12 Is niet God in de hoogte der hemelen? Zie toch het opperste der sterren aan, dat zij verheven zijn.
Dost not thou think that God is higher than heaven, and is elevated above the height of the stars?
13 Daarom zegt gij: Wat weet er God van? Zal Hij door de donkerheid oordelen?
And thou sayst: What doth God know? and he judgeth as it were through a mist.
14 De wolken zijn Hem een verberging, dat Hij niet ziet; en Hij bewandelt den omgang der hemelen.
The clouds are his covert, and he doth not consider our things, and he walketh about the poles of heaven.
15 Hebt gij het pad der eeuw waargenomen, dat de ongerechtige lieden betreden hebben?
Dost thou desire to keep the path of ages, which wicked men have trodden?
16 Die rimpelachtig gemaakt zijn, als het de tijd niet was; een vloed is over hun grond uitgestort;
Who were taken away before their time, and a flood hath overthrown their foundation.
17 Die zeiden tot God: Wijk van ons! En wat had de Almachtige hun gedaan?
Who said to God: Depart from us: and looked upon the Almighty as if he could do nothing:
18 Hij had immers hun huizen met goed gevuld; daarom is de raad der goddelozen verre van mij.
Whereas he had filled their houses with good things: whose way of thinking be far from me.
19 De rechtvaardigen zagen het, en waren blijde, en de onschuldige bespotte hen;
The just shall see, and shall rejoice, and the innocent shall laugh them to scorn.
20 Dewijl onze stand niet verdelgd is, maar het vuur hun overblijfsel verteerd heeft.
Is not their exaltation cut down, and hath not fire devoured the remnants of them?
21 Gewen u toch aan Hem, en heb vrede; daardoor zal u het goede overkomen.
Submit thyself then to him, and be at peace: and thereby thou shalt have the best fruits.
22 Ontvang toch de wet uit Zijn mond, en leg Zijn redenen in uw hart.
Receive the law of his mouth, and lay up his words in thy heart.
23 Zo gij u bekeert tot den Almachtige, gij zult gebouwd worden; doe het onrecht verre van uw tenten.
If thou wilt return to the Almighty, thou shalt be built up, and shalt put away iniquity far from thy tabernacle.
24 Dan zult gij het goud op het stof leggen, en het goud van Ofir bij den rotssteen der beken;
He shall give for earth flint, and for flint torrents of gold.
25 Ja, de Almachtige zal uw overvloedig goud zijn, en uw krachtig zilver zijn;
And the Almighty shall be against thy enemies, and silver shall be heaped together for thee.
26 Want dan zult gij u over den Almachtige verlustigen, en gij zult tot God uw aangezicht opheffen.

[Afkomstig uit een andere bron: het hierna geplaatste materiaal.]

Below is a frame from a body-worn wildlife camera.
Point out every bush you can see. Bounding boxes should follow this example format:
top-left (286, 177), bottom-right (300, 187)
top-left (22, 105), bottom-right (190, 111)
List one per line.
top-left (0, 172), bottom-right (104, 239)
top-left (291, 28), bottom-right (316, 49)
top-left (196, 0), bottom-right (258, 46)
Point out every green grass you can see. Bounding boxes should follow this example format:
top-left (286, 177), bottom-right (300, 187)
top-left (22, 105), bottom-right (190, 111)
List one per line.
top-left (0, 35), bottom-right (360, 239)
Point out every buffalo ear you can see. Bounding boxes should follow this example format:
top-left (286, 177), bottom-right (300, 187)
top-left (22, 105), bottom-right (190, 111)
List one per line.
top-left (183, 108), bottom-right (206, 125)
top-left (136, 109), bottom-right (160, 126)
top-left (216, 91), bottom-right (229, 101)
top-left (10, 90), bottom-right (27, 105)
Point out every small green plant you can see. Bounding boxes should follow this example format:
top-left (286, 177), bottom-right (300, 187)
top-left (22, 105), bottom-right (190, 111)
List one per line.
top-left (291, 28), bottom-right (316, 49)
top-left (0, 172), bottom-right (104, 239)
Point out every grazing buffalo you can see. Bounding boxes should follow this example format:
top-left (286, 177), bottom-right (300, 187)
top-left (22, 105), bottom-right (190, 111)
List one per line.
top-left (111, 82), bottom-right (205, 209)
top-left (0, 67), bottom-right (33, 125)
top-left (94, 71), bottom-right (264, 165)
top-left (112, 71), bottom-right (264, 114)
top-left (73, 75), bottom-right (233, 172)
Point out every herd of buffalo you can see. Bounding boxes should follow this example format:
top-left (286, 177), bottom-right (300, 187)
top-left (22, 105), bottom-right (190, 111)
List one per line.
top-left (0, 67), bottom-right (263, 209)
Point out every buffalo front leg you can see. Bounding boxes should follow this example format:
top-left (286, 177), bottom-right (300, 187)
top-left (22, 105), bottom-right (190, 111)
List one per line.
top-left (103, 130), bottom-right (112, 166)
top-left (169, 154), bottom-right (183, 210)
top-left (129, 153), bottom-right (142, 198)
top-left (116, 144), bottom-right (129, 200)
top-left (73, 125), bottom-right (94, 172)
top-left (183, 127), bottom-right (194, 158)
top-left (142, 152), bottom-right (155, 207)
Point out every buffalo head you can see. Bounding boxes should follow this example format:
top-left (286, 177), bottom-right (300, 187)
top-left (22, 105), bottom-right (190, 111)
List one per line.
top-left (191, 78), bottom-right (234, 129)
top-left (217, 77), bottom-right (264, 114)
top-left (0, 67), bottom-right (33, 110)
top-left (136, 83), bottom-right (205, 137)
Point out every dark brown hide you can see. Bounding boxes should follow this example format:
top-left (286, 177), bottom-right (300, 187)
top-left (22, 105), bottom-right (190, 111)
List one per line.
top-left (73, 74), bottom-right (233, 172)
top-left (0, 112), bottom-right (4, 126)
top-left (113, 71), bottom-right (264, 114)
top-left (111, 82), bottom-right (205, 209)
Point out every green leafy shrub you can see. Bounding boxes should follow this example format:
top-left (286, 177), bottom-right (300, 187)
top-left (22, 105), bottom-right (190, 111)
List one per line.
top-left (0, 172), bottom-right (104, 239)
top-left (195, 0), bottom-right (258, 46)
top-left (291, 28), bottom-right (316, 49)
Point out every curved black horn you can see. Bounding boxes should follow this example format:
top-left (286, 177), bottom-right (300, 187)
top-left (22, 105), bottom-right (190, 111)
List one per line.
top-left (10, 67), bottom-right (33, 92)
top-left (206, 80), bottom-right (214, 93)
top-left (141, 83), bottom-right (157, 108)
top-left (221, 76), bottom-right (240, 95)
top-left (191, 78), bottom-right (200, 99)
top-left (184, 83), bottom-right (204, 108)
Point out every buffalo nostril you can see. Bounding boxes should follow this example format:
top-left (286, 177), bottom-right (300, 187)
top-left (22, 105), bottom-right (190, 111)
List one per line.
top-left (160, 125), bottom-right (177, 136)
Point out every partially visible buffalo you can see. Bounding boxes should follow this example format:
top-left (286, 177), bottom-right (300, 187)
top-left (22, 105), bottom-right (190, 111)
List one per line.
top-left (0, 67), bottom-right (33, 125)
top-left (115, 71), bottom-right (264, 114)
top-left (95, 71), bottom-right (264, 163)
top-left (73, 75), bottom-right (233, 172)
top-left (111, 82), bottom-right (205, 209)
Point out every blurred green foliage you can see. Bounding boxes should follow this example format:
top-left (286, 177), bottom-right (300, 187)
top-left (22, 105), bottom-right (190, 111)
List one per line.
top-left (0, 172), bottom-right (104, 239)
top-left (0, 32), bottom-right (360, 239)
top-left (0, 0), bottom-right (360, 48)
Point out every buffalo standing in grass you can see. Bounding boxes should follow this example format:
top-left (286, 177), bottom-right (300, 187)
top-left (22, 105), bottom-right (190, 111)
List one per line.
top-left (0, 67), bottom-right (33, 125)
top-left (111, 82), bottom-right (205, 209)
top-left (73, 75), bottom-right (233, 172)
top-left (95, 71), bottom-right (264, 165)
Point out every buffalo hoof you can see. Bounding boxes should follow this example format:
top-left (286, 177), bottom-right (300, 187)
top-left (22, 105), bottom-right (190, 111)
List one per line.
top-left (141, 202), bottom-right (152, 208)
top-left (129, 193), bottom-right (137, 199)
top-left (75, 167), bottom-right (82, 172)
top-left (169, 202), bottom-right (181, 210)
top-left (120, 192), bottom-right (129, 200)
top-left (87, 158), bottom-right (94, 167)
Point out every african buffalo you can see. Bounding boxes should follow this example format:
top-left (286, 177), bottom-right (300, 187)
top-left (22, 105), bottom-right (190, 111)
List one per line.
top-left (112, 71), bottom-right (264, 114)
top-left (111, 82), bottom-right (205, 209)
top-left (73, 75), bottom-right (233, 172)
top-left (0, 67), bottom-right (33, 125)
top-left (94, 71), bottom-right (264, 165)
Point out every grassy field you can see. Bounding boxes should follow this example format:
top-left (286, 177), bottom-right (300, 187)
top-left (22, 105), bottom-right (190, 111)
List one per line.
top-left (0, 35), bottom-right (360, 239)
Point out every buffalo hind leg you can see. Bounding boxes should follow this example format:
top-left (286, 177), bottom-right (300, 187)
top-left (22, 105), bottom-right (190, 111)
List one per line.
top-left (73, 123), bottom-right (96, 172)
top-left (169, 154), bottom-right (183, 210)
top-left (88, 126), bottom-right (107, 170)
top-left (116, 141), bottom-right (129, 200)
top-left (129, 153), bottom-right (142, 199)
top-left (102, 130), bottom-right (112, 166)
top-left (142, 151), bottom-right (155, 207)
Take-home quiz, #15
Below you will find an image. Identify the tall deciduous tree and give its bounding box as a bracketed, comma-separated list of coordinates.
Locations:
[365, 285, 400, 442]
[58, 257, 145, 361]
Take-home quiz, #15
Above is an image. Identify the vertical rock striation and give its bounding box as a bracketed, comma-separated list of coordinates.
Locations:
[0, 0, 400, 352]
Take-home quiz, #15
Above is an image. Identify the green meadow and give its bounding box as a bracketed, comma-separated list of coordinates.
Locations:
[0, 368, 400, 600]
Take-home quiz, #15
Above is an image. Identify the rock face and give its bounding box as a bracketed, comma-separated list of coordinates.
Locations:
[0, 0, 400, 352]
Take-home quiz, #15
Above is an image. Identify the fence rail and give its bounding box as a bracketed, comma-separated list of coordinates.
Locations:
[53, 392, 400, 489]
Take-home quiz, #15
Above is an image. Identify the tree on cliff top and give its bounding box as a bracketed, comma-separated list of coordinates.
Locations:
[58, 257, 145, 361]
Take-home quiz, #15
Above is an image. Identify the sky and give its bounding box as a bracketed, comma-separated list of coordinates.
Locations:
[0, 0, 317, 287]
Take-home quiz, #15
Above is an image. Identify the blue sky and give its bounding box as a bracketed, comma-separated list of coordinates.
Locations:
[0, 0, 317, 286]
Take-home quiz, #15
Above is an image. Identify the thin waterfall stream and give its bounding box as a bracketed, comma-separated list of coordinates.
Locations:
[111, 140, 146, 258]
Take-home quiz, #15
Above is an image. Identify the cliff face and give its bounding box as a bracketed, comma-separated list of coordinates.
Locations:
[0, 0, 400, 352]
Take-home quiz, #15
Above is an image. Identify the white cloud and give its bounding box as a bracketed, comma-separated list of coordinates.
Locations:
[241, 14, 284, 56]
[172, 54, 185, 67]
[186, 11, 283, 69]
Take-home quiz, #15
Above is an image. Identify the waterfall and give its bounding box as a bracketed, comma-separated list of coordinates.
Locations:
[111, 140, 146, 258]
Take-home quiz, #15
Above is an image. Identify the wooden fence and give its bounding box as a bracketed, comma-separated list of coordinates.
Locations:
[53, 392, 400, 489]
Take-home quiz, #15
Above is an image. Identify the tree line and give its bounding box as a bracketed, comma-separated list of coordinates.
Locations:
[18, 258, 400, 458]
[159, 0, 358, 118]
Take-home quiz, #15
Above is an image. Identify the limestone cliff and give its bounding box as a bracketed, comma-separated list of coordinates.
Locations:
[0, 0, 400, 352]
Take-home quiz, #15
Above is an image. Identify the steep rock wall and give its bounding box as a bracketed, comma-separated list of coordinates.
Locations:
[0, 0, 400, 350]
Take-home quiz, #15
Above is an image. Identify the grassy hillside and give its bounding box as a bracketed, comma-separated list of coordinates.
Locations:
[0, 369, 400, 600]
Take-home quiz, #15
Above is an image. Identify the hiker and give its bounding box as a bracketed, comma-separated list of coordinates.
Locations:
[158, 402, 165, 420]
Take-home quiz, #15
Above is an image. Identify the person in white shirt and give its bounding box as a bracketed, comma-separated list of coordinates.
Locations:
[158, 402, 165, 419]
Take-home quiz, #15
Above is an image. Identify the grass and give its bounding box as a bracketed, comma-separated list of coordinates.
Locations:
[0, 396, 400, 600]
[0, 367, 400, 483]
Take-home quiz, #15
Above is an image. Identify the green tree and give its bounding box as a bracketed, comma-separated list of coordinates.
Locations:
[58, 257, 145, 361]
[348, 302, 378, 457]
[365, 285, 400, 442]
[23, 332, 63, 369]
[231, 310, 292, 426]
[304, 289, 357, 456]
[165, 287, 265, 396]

Then shalt thou abound in delights in the Almighty, and shalt lift up thy face to God.
27 Gij zult tot Hem ernstiglijk bidden, en Hij zal u verhoren; en gij zult uw geloften betalen.
Thou shalt pray to him, and he will hear thee, and thou shalt pay vows.
28 Als gij een zaak besluit, zo zal zij u bestendig zijn; en op uw wegen zal het licht schijnen.
Thou shalt decree a thing, and it I shall come to thee, and light shall shine in thy ways.
29 Als men iemand vernederen zal, en gij zeggen zult: Het zij verhoging; dan zal God den nederige van ogen behouden.
For he that hath been humbled, shall be in glory: and he that shall bow down his eyes, he shall be saved.
30 Ja, Hij zal dien bevrijden, die niet onschuldig is, want hij wordt bevrijd door de zuiverheid uwer handen.
The innocent shall be saved, and he shall be saved by the cleanness of his hands.